The goal is to have four inches of sand throughout the floor of the bunker. To accomplish the proper depth of sand, we usually move sand from the low end of the bunker to the uphill end and to the heavily played areas. If moving and re-leveling sand does not provide enough sand depth, then we add additional sand. The goal is to always start the golfing season out with every bunker having sufficient sand depth. Completing this task usually takes three to four weeks—and that depends on the staff level, weather, and this year—availability of sand.
Sometimes when a player thinks there’s no sand in the bunker, it’s just really firm and compact. At the same time, I’m not denying that on occasion we have a thin sand layer in part of the bunker. The sand in the bunkers is not consistent due to the contamination of the native soil around the bunker edge leaking into the sand during a rain storm. When the surrounding soil bleeds into the bunker, it fills the pore space between the sand particles and makes the sand mix much tighter which leads to much firmer sand in the bunker.
The sand also retains water longer when soil has been contaminated. If this sand doesn’t get cultivated with a heavy rake, it remains tight and compact, which feels like you’re hitting off of a hard surface. This contamination is from the over 30 years of rain events, leaf debris, wind and snow. Even sand added to the existing sand tends to get contaminated by mixing together over time. The best fix would be to rebuild and put a liner system in to keep the sand separated from the native soil contamination.

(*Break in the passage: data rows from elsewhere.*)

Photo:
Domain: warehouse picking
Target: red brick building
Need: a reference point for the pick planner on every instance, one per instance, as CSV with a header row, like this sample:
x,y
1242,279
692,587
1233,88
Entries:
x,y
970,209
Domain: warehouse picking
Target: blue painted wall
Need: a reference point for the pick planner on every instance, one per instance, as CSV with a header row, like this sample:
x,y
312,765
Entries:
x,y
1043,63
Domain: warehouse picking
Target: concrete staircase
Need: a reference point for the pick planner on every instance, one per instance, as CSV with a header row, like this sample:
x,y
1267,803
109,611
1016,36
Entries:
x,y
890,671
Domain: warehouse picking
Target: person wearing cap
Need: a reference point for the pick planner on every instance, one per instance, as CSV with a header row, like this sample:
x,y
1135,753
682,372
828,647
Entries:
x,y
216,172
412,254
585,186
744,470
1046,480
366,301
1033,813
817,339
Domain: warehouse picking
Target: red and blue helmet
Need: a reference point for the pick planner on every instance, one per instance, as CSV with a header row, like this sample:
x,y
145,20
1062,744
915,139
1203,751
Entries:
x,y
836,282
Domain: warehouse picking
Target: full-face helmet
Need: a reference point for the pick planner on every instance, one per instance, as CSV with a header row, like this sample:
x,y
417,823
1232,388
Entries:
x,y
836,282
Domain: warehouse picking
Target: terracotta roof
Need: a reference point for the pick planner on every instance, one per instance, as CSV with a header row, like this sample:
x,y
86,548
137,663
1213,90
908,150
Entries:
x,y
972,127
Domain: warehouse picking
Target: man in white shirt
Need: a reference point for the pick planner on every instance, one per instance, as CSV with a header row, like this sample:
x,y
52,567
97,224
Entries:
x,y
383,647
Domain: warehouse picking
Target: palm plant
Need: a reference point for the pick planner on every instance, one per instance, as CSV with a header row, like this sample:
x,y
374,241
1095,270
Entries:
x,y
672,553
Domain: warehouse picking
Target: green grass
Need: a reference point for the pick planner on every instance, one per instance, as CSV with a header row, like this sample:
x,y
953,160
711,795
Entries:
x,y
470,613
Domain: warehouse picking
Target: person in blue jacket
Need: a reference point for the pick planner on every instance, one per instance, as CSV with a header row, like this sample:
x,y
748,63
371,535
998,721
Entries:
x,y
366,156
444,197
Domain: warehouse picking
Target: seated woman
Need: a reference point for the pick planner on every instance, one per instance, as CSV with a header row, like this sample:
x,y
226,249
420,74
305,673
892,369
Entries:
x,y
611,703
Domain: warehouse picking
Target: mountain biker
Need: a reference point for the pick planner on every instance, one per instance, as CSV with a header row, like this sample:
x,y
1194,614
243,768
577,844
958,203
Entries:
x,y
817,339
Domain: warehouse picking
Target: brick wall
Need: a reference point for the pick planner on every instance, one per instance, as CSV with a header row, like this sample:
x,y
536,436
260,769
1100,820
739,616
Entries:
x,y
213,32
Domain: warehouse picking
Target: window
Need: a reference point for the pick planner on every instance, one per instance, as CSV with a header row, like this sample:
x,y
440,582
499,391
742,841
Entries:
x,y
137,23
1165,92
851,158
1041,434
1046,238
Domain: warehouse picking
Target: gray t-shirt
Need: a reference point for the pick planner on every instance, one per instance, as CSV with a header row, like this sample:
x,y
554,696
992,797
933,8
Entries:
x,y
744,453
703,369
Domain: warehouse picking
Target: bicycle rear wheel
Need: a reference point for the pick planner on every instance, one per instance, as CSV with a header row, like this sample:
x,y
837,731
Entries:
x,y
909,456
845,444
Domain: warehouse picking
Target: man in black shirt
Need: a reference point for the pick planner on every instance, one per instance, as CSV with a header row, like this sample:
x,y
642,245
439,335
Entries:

At this time, bunker renovation is not happening, so we’ll be finishing the spring bunker work in the next two weeks. Our goal will be to cultivate the sand more often after rain events, which will keep the sand looser. Last summer is a good example of several rain events which caused the sand to be compact and we didn’t loosen the sand often enough.
When entering and existing the bunker, it’s always wise to use the area with the least amount of slope. When a player walks up the steep bunker face and pushes the sod downward, it causes damage to the turf and allows soil to enter the bunker. More often than not, the sod damaged area ends up enlarging from additional damage that tends to follow. Please exit the bunker from the back edge where the slope is minimal.
Happy spring to everyone and hopefully we can enjoy golf the way we are accustomed to soon.